Human relatives used tools to butcher and likely eat each other 1.45 million years ago: study
CTV
Marks on a fossilized shin bone are the oldest clear evidence of human relatives using stone tools to butcher and likely eat each other, according to a new study.
Nine cut marks on a fossilized shin bone are the oldest clear evidence of human relatives using stone tools to butcher and likely eat each other, according to a new study.
"Based on the location of the cut marks, the butcher(s) were most likely defleshing the leg – cutting meat off of it, ” lead author and paleoanthropologist Briana Pobiner told CTVNews.ca. "The best explanation for that is that the leg was butchered in order to eat the meat from it. This is the earliest solid evidence of hominins defleshing other hominins."
The word hominin refers to humans, our evolutionary ancestors and closely-related species. As a research scientist at the Smithsonian's National Museum of Natural History in Washington, D.C., Pobiner's work focuses on the evolution of the human diet, including meat eating and cannibalism in hominins.
Pobiner was combing through fossils at a museum in Nairobi, Kenya, looking for clues about the prehistoric predators that ate humans' ancient relatives. When she first picked up part of a 1.45-million-year-old hominin tibia, or shin bone, she used a magnifying lens to examine it for bite marks, but instead found cuts that looked like evidence of butchery.
Pobiner made moulds of the bone and sent them to co-author Michael Pante at Colorado State University.

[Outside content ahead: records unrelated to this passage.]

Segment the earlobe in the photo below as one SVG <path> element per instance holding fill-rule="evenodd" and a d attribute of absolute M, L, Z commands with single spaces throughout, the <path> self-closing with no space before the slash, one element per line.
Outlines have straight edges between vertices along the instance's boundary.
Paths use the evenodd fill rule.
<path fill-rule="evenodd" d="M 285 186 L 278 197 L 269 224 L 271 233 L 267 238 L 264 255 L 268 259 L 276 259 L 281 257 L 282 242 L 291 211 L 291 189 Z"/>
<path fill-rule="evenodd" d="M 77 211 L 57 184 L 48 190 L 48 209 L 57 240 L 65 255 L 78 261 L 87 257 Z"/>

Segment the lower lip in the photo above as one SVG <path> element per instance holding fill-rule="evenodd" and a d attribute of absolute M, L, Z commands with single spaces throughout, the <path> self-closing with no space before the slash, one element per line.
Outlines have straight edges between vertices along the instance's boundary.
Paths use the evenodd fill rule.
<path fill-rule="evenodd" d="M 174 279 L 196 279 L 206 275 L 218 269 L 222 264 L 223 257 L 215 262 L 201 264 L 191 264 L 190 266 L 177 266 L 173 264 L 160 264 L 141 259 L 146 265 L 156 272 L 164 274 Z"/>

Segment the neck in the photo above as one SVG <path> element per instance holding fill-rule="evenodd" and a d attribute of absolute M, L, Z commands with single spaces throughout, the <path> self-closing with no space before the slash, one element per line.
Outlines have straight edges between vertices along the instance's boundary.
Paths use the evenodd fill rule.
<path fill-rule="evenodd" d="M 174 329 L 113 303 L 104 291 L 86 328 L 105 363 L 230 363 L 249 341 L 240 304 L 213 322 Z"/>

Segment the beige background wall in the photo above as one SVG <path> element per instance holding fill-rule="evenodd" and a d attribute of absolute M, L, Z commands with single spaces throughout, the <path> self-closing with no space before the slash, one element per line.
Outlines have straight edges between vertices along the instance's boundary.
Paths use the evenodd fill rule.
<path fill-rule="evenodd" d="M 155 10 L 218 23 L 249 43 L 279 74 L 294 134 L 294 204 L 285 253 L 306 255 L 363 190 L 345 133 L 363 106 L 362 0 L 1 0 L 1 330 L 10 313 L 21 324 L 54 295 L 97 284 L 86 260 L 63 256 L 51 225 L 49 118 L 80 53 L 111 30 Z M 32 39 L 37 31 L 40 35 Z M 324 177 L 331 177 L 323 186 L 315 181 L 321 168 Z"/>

Without knowing Pobiner's theory, Pante used 3D scans to compare them against a database of 898 different tooth, butchery and trample marks that were created in earlier experiments. Nine of the 11 marks were identified as clearly coming from stone tools. The other two were likely from one of three extinct species of sabre-tooth cat that prowled the area in the early Pleistocene age.
While the cut marks themselves don't prove that human ancestors ate each other, Pobiner believes this is the most likely scenario. The cuts, she notes, are located where the calf muscle attaches to the bone, and they are also all orientated the same way, as if a stone age butcher held the bone with one hand while the other hand used a sharp tool to remove the flesh.
"We interpret this butchery as nutritional, rather than related to ritual or ceremony,” Pobiner said. “I have studied hundreds of fossil animal bones from this time and place in northern Kenya (Koobi Fora) with similar cut marks to the ones on this hominin fossil, and those are all interpreted as the result of butchering animals to eat them."